カーティス:はじめから睡眠コンサルタントとして活動するという目標があって資格取得を目指したのですか?

愛波:はじめは自分の子どもの育児のためでした。乳幼児の睡眠の本や論文をたくさん読み、長男が10カ月のときに独自のねんねトレーニングをやってみたら、毎晩7時に寝て朝まで起きないので自分の時間を持てたんです。余裕ができたので、再就職して、同時に睡眠のことを深く学ぶことにしました。通勤の車の中で講義を聞き、お昼休みに課題をやり、終わらなければ子どもが寝た後に勉強していました。

カーティス:資格取得までの勉強期間はどれくらいでしたか?

愛波:1年半くらいかかったと思います。その間もまわりのママ友に「ねんねの悩みない?」など質問して、勉強した知識をアウトプットしながら無料でコンサルテーションを行っていました。

カーティス:愛波さんが資格を取得して、コンサルタントとしての活動を始められた2014年ごろ、日本には乳幼児の睡眠の悩みについてコンサルを受けるという文化はありましたか?
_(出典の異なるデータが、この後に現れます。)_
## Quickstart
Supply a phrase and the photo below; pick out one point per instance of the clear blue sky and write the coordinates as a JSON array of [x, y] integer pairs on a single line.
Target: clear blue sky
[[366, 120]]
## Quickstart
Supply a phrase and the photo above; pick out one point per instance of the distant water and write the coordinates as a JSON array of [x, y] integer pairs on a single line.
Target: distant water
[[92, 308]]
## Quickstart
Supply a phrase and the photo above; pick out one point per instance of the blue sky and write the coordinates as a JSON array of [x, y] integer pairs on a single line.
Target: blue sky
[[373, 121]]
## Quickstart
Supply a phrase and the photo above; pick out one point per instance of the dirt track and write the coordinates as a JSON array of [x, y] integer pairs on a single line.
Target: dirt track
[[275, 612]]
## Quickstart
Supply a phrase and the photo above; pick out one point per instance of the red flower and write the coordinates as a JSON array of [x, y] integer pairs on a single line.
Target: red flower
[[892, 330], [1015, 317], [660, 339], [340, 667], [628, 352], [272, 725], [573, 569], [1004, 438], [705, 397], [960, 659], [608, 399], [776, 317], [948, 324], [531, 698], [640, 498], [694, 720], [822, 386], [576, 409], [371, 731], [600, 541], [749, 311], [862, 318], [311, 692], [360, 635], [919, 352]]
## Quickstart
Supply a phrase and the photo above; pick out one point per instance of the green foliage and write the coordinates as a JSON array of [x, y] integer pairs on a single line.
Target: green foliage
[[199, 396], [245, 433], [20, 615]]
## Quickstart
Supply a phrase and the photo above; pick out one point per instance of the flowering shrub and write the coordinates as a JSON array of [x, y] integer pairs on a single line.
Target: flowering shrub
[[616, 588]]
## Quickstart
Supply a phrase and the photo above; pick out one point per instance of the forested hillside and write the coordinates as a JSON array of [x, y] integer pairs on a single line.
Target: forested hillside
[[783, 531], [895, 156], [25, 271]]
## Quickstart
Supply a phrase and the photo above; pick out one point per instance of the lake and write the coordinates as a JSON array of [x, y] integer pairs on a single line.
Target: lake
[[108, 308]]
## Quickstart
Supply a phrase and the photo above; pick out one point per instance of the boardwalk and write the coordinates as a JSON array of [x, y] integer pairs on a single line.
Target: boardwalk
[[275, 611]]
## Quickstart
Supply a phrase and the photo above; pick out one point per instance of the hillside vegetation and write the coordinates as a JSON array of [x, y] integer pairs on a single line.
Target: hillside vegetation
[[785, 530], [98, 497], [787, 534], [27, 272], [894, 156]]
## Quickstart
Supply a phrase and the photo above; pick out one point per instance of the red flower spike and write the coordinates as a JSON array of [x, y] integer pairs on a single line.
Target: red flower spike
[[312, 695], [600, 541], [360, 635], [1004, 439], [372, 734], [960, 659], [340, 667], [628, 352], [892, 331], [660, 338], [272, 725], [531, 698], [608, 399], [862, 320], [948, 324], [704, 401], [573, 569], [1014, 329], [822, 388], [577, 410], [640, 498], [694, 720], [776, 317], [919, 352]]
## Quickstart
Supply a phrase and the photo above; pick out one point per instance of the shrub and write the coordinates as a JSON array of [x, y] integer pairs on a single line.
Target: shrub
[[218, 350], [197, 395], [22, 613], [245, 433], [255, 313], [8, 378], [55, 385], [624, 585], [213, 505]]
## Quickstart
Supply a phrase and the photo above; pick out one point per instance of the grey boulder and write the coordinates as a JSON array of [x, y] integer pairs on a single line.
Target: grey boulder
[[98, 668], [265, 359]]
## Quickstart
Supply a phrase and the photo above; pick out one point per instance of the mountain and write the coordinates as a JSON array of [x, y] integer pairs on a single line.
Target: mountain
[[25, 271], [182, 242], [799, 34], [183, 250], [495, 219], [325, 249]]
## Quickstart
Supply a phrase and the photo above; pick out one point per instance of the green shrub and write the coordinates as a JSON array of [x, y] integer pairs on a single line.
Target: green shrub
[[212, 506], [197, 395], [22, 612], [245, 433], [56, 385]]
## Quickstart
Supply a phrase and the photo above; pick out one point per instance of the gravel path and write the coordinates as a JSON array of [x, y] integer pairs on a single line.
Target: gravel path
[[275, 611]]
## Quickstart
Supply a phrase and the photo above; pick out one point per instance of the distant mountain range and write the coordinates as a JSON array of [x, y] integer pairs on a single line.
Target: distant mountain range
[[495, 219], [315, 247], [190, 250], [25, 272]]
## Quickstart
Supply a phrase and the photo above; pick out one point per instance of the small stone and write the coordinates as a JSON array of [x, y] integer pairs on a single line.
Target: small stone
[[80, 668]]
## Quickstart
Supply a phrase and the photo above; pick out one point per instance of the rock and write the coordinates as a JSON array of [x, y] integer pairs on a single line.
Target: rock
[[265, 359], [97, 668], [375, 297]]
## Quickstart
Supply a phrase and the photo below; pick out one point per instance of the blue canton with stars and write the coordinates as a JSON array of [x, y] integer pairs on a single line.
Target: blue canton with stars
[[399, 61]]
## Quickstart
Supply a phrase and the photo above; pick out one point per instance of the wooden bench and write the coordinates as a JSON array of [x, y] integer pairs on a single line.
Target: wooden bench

愛波:まったくないどころか、「なにそれ?」と怪しまれていました(笑)。でも私は必要だと思ったから、ひたすら活動を続けました。徐々に、徐々に広まって、今は日本に220名くらいの生徒さんがいます。睡眠に関する本も出版されるようになり、手応えを感じていますが、そもそも日本人は睡眠の悩みには解決策がないと思っている。「ママは夜中に起こされて授乳するのが当たり前」「ママが睡眠不足になって当たり前」という文化が残っているように感じます。

カーティス:アメリカでは働く女性が産休を取っても、4カ月程度で職場に戻るのが普通ですよね。そういうことも影響しているのでしょうか。

愛波:そうですね。アメリカと日本のママを見ていて明らかに違うのは、アメリカのママたちは「自分の時間をどう捻出するか」「自分がハッピーになるためにどうすればいいんだろう?」ということを考えている。「この子が寝なければ、私はジムに行けない!」というような考え方は、日本人からは自己中心的に聞こえてしまうのかもしれません。

カーティス:日本には「ママは子育てに苦労するのが当たり前」、「自己犠牲が当たり前」という考え方が浸透しているのかもしれません。

愛波:子育ては保育者がハッピーであることが大事です。保育者の心情は子どもに全部伝わります。睡眠の勉強をして、いろいろなママたちをみてきて、本当にそう思います。